For organisations in scope of the NIS2 Directive (Directive (EU) 2022/2555), the practical takeaway is clear: the incident reporting process you build today will soon need to follow a Europe-wide standard format.
What the templates solve
Until now, each member state could require its own reporting format. A company operating across multiple EU countries had to fill out different forms with different fields for the same incident. The unified templates eliminate this friction by establishing a common data structure across the entire union.
The templates cover all reporting phases defined in NIS2 Article 23:
- Early warning (24 hours) — indication of whether the incident involves unlawful or malicious acts and whether it could have cross-border implications.
- Incident notification (72 hours) — updated assessment covering severity, impact, and available indicators of compromise.
- Intermediate report (on request) — status updates when requested by the CSIRT or competent authority during incident handling.

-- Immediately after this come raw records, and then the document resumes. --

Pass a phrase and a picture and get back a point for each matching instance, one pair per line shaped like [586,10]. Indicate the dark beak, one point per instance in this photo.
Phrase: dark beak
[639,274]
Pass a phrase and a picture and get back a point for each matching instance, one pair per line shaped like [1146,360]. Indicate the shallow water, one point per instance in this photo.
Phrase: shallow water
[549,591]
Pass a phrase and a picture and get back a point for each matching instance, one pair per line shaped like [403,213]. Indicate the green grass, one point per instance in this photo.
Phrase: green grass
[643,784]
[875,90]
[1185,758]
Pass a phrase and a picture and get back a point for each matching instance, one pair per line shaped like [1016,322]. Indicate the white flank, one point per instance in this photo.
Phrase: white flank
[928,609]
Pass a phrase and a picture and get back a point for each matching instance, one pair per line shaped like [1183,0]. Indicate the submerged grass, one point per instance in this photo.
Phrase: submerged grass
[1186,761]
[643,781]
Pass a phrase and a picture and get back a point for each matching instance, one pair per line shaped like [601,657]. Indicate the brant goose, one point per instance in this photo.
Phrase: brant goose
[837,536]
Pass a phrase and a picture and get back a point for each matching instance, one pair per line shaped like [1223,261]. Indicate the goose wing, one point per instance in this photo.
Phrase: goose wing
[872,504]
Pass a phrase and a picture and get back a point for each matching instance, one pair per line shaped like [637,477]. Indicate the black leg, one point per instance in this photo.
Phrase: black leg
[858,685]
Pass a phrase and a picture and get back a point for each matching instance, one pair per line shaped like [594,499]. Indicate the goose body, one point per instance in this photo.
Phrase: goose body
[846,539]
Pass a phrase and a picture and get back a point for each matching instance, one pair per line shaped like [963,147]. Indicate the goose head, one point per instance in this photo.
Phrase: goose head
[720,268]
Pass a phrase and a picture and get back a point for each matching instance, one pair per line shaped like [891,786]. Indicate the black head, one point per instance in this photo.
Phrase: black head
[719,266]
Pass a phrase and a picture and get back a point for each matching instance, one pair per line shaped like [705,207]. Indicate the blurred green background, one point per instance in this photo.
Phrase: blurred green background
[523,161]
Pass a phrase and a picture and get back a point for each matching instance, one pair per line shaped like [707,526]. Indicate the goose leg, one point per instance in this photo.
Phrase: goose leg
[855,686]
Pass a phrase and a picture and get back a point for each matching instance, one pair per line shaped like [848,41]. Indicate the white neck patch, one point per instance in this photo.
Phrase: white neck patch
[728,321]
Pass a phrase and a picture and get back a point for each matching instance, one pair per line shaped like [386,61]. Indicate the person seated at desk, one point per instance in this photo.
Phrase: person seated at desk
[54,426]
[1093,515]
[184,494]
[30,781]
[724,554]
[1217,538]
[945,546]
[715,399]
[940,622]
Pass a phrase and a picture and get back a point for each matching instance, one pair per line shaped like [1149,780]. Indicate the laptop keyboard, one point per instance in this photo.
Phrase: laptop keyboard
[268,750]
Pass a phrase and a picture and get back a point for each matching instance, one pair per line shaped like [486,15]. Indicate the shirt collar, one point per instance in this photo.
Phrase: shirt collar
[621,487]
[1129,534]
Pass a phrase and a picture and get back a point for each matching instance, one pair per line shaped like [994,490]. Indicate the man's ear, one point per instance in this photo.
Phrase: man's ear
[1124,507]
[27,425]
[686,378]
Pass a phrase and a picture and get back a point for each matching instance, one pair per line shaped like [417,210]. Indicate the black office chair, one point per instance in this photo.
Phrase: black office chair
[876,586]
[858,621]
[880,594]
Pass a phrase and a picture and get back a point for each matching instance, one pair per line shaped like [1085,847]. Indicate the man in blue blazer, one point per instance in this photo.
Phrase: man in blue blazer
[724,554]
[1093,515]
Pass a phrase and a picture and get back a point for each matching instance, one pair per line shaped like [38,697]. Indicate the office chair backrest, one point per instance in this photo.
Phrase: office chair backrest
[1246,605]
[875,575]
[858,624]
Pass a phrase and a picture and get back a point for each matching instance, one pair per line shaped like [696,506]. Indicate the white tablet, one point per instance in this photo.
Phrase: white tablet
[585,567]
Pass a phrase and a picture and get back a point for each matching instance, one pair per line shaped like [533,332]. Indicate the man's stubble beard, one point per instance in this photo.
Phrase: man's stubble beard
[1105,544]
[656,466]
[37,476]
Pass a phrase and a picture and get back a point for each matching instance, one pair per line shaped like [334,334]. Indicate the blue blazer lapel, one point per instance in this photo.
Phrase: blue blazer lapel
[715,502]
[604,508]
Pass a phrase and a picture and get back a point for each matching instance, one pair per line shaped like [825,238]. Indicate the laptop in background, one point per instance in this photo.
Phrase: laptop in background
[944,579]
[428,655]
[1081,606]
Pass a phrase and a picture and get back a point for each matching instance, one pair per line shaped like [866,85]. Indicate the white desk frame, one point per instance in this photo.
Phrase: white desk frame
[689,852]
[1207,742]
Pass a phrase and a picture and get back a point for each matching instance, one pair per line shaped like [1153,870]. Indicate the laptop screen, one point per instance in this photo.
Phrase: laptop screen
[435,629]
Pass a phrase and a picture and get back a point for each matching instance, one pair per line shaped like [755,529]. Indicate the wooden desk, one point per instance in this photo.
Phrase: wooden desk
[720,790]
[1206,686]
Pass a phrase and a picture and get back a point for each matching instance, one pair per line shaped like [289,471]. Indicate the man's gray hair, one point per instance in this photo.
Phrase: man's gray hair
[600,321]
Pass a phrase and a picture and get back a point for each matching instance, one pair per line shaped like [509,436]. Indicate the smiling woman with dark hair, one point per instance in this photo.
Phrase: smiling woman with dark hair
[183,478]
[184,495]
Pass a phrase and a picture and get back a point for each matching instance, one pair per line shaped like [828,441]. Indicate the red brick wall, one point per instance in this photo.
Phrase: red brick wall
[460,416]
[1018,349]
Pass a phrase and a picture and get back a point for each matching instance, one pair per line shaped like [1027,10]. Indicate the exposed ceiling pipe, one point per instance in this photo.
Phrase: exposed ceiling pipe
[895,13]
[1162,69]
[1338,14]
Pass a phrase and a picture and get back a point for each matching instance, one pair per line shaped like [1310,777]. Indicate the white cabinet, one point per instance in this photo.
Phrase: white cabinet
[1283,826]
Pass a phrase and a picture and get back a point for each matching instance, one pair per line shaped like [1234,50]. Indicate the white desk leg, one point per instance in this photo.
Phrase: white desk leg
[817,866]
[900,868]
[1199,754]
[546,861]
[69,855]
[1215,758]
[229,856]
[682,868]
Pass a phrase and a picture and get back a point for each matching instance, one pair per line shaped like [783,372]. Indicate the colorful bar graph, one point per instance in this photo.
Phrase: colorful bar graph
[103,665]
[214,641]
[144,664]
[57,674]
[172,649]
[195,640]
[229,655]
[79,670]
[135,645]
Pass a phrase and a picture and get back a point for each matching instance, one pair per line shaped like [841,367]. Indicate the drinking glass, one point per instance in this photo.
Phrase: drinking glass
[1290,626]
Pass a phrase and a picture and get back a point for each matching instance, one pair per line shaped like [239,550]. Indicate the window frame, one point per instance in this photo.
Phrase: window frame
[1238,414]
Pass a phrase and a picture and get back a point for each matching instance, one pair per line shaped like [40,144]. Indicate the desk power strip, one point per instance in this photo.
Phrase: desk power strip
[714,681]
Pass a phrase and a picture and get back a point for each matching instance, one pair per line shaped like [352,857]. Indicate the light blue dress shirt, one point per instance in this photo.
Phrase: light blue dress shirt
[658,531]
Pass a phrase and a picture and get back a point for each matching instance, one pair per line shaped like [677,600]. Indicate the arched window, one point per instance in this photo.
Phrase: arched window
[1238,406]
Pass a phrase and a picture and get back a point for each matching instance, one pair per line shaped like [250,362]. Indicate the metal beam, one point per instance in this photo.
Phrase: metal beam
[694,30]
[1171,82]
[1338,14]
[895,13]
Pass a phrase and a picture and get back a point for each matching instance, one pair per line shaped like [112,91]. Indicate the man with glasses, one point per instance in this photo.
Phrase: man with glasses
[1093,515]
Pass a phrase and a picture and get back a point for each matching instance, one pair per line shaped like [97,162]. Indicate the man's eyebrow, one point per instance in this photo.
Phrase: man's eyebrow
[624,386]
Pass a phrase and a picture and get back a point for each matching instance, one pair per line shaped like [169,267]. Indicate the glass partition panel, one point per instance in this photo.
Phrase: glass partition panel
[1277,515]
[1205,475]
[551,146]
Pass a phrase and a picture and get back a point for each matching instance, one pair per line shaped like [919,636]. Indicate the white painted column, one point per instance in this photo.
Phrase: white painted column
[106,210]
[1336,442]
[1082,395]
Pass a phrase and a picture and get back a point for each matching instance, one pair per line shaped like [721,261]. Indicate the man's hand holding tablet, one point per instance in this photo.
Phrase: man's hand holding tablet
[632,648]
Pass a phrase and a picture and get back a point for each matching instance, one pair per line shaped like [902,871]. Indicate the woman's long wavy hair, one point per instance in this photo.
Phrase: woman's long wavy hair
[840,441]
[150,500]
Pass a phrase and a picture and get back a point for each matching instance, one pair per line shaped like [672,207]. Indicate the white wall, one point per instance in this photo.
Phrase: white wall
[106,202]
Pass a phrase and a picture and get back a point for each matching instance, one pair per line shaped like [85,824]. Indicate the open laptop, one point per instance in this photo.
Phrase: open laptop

- Final report (30 days) — detailed description of the incident, probable root cause, mitigation measures applied, and cross-border impact.
Context for Slovakia
In Slovakia, incident reporting is governed by NBU Decree 226/2025, effective since 1 September 2025. It defines severity criteria (affected users, outage duration, confidentiality impact) and reporting requirements towards SK-CERT. The new European templates do not replace this decree — they complement it with a standardised format that simplifies cross-border communication.
Organisations registered in JISKB since March 2025 face a 24-month deadline for their first external audit. Most essential entities will be audited by March 2027. Auditors will assess incident reporting readiness — including the ability to meet deadlines and populate the required fields.
Connection to the Digital Omnibus
The templates are part of broader simplification efforts under the Digital Omnibus package. The Commission is developing a single-entry point for incident reporting, where an organisation submits one report and the system distributes it to the relevant authorities. The goal is reducing administrative burden without compromising response speed.
How to prepare
While the implementing act does not yet have a fixed effective date, organisations should not wait. Incident reporting is one of the areas that audits under Decree 227/2025 evaluate. We recommend:
- Map your internal process from detection to reporting — who decides on severity, who fills out the report, who communicates with SK-CERT.
- Adopt a reporting template that covers Article 23 fields (severity, impact, indicators of compromise, mitigation measures, cross-border dimension).
- Test the process with a tabletop exercise — a simulated incident under 24/72-hour time pressure reveals weaknesses faster than a paper review.
- Ensure your ITSM tool (ticketing system) can export data in a structure compatible with the future mandatory format.
When the implementing act takes effect, organisations with an established process will only need a technical format adjustment — not a ground-up rebuild.